Following the publication of the communication early next year, the Commission will seek feedback on the ideas contained in the document. Mr Zourek urged IRCs to get involved in this process. Giulio Grata, Director of DG Enterprise's Innovation Directorate, hinted at the end goal of the forthcoming communication: 'We want to establish, in collaboration with Member States, an organic and integrated approach to innovation policy in Europe.'
The plenary sessions and parallel seminars at the conference reflected on the state of the IRC network, founded in 1995 with the support of the Commission, to facilitate innovation by supporting and organising the cross-border transfer of new technologies across Europe. Most IRCs are operated by a consortium of regional organisations, such as Chambers of Commerce, university technology centres and regional development agencies. Around 250 such partner organisations are involved in the 68 IRCs around Europe, ensuring a local presence in most regions.
Offering an overview of the IRCs' performance, Mark Schneider of the IRC central unit said that it had been a good year, with a 100 per cent increase in technology transfer agreements brokered by the network.
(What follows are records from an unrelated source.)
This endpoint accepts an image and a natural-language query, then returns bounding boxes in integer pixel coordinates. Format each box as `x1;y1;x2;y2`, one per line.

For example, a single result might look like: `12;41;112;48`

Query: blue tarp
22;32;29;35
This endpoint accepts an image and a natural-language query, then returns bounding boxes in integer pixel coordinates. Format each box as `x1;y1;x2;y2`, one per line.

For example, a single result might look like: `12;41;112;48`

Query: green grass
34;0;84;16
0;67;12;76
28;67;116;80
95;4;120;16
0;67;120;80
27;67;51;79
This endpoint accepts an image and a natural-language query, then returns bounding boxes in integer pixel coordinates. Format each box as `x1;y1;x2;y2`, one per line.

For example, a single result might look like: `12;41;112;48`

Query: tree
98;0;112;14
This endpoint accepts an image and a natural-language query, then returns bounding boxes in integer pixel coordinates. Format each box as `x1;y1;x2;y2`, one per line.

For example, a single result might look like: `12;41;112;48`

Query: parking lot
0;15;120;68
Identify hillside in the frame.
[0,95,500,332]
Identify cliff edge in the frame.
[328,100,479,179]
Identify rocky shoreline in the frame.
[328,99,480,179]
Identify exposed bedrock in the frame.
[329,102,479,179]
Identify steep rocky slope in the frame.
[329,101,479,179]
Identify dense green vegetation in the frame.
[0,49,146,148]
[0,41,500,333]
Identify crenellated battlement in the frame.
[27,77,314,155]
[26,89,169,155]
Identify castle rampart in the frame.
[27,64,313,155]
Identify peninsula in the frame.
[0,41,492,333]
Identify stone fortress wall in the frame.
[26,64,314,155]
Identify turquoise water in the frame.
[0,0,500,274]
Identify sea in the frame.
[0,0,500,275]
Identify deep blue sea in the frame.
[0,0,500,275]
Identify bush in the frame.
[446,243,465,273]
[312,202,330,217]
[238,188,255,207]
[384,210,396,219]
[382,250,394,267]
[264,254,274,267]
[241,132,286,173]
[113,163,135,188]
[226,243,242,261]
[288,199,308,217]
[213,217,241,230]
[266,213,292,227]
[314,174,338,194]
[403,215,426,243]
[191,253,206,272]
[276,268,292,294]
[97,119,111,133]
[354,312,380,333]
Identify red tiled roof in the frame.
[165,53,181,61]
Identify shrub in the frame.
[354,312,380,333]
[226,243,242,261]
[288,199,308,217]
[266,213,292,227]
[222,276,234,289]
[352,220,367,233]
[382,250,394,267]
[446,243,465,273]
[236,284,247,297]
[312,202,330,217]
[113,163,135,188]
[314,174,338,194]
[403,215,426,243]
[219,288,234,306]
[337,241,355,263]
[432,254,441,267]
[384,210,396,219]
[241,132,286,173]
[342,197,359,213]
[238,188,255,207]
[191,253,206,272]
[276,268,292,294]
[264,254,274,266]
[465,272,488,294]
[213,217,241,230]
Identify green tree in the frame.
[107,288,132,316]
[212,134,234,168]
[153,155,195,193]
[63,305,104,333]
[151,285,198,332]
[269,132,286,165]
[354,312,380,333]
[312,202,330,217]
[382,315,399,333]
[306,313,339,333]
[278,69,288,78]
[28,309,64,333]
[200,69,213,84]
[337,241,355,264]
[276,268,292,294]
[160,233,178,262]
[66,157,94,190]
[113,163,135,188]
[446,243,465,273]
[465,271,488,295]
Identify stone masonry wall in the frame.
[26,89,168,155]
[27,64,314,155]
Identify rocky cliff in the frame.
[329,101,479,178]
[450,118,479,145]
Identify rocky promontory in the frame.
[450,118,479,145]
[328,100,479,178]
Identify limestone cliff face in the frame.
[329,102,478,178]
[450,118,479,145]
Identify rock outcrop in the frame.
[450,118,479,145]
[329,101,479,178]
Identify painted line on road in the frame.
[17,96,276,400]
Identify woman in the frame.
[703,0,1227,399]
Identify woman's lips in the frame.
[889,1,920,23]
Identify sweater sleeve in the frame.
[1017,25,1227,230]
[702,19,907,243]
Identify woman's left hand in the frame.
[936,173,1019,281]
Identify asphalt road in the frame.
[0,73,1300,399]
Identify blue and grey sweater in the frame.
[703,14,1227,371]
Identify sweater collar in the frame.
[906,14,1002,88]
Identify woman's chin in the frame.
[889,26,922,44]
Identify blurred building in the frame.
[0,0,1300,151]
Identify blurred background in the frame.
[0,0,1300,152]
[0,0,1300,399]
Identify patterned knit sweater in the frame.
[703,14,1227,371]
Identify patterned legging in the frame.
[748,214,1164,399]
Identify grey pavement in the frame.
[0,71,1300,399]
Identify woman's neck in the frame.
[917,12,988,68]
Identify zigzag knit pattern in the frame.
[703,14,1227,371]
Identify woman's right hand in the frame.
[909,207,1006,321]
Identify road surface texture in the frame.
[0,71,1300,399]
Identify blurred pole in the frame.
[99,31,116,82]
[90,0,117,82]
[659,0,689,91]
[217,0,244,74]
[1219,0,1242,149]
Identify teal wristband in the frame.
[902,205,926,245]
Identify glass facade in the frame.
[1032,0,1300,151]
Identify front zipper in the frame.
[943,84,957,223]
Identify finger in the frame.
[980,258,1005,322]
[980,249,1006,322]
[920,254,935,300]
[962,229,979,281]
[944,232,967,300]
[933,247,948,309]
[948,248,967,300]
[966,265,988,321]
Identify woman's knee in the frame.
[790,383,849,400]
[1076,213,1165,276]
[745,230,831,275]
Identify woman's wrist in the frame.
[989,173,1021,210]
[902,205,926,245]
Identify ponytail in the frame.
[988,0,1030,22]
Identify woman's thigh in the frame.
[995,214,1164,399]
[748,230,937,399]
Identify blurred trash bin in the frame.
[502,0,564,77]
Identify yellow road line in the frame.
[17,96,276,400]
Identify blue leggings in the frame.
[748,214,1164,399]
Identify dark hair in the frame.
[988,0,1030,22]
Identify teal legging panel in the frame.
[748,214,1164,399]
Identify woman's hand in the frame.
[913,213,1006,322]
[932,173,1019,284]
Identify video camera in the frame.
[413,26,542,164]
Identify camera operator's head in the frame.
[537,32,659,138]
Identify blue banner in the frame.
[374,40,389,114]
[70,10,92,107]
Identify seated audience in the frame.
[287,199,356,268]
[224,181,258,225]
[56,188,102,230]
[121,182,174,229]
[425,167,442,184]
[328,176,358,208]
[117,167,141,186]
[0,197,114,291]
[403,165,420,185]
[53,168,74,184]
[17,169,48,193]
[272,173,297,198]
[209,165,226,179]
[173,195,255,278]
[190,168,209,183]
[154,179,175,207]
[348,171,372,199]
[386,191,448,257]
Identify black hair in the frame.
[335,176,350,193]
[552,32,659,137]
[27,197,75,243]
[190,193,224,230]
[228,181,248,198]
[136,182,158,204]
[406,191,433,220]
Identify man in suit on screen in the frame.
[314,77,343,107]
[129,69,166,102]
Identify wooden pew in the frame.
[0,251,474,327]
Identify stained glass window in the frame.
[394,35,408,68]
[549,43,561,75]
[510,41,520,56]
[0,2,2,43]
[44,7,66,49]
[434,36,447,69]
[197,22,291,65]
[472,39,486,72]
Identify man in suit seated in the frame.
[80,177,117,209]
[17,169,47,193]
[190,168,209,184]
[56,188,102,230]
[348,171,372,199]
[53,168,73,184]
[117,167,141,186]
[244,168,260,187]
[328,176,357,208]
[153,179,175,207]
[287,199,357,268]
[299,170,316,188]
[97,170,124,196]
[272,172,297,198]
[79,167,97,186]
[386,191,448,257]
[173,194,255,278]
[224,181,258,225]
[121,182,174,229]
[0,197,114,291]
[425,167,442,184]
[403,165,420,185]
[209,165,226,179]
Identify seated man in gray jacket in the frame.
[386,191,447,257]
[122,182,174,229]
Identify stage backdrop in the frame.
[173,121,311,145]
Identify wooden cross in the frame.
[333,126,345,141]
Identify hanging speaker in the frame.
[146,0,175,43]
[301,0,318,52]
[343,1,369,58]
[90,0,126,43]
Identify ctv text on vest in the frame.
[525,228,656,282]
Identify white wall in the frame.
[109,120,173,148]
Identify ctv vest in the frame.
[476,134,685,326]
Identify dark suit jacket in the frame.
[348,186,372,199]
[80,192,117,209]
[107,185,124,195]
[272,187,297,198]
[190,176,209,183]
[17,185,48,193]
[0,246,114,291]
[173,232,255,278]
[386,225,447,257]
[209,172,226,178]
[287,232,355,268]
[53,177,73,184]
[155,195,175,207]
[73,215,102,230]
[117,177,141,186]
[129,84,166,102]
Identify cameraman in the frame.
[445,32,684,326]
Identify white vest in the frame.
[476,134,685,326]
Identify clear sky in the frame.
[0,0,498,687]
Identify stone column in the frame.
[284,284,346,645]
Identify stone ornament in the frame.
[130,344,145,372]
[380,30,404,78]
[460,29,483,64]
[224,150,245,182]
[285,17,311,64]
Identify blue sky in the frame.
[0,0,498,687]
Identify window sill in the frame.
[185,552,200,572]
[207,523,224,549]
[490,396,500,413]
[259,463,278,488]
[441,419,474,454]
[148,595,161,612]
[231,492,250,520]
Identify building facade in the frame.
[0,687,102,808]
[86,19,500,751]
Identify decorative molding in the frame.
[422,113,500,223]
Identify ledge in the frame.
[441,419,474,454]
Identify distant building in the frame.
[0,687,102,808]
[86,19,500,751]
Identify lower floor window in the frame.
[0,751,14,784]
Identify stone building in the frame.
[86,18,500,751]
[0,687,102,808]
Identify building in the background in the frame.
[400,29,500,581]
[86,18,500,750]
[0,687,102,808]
Of these, they have increased the level of 'publishable agreements' (those regarded as of particularly high quality) from 9 per cent to 12 per cent, and brokered more transnational deals than the previous year.
Various measures to improve the performance of IRCs were discussed, including a proposal to hold a week long IRC training course in 2003 to boost coordination and encourage best practice. Yannis Tsilibaris, Acting Head of Unit for networks and services in DG Enterprise, said that everyone had benefited from the decision to involve IRCs themselves in the governance of the entire network over the previous two years. Working groups and steering groups had contributed to the work of the IRC coordinating body, the IRC central unit, which reports directly to the Commission.
The seventh annual IRC meeting attracted 240 participants over three days.